In the new mode, it is simplified:
```js
var lazy1 = {
RE_LAZY_DONE: false,
value: (function () { // closure now is uncurried arity-0 function
console.log("Hello, lazy");
return 1;
})
};

var lazy2 = {
RE_LAZY_DONE: true,
value: 3
};

console.log(lazy1, lazy2);

var la = CamlinternalLazy.force(lazy1);

var lb = CamlinternalLazy.force(lazy2);

console.log(la, lb);
```

## What changes did we make?

In native, the encoding of lazy values is rather complicated:

- It is an array, which is not friendly for debugging in JS context.
- It has some special tags which are not meaningful, for example, magic number 246, in JS context.
- It tries to unbox lazy values with the help of native GC. However, such complexity does not pay off in JS since the JSVM does not expose its GC semantics.

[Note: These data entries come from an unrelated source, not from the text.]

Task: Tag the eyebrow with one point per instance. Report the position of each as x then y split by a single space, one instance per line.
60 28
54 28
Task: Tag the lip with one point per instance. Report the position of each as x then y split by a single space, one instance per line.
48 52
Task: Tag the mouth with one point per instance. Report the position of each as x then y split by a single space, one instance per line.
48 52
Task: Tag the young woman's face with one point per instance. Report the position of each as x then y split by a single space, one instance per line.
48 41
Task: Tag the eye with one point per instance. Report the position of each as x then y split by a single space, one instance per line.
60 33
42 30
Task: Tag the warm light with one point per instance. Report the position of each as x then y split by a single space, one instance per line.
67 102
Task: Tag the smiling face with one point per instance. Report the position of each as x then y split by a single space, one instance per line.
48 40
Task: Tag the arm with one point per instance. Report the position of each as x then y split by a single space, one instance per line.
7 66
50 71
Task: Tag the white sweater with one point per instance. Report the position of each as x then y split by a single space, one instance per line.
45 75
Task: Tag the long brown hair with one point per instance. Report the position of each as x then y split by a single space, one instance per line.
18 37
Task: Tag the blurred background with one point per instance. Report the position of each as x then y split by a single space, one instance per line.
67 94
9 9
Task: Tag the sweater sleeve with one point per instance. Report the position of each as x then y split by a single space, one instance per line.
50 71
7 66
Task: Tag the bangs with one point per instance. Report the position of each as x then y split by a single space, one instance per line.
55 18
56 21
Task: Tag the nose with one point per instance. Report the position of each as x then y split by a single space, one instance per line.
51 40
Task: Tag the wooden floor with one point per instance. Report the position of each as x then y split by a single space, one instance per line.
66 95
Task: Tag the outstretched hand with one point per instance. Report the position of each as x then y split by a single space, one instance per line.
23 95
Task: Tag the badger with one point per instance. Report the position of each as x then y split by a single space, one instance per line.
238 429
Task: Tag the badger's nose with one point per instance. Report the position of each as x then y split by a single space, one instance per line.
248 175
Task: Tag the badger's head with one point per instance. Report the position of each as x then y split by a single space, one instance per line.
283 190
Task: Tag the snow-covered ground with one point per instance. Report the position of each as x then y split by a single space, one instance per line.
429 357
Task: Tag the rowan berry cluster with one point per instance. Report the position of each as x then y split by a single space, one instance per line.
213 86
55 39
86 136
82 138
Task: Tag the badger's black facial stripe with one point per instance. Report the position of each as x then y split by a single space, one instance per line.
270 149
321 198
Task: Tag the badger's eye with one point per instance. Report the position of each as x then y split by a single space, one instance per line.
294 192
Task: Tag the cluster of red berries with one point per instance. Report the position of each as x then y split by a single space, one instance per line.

So in the master, our encoding scheme is much simplified to take advantage of JS as much as possible:

- The encoding is uniform; it is always an object of two key value pairs. One is `RE_LAZY_DONE` to mark its status,
the other is either a closure or an evaluated value.

- The compiler optimization still kicks in at compile time: if it knows a lazy value is already evaluated or does not need to be evaluated, it will promote its status to be 'done'. However, unlike native, unboxing is not happening. This makes sense since the most interesting unboxing scenario happens in runtime instead of compile time where it is impossible in JSVM.


With the new encoding, `lazy` has a much nicer sugar, and we encourage you to use it whenever it is convenient!

# Caveats:

Don't rely on the special name `RE_LAZY_DONE` for JS interop; we may change it to a symbol in the future.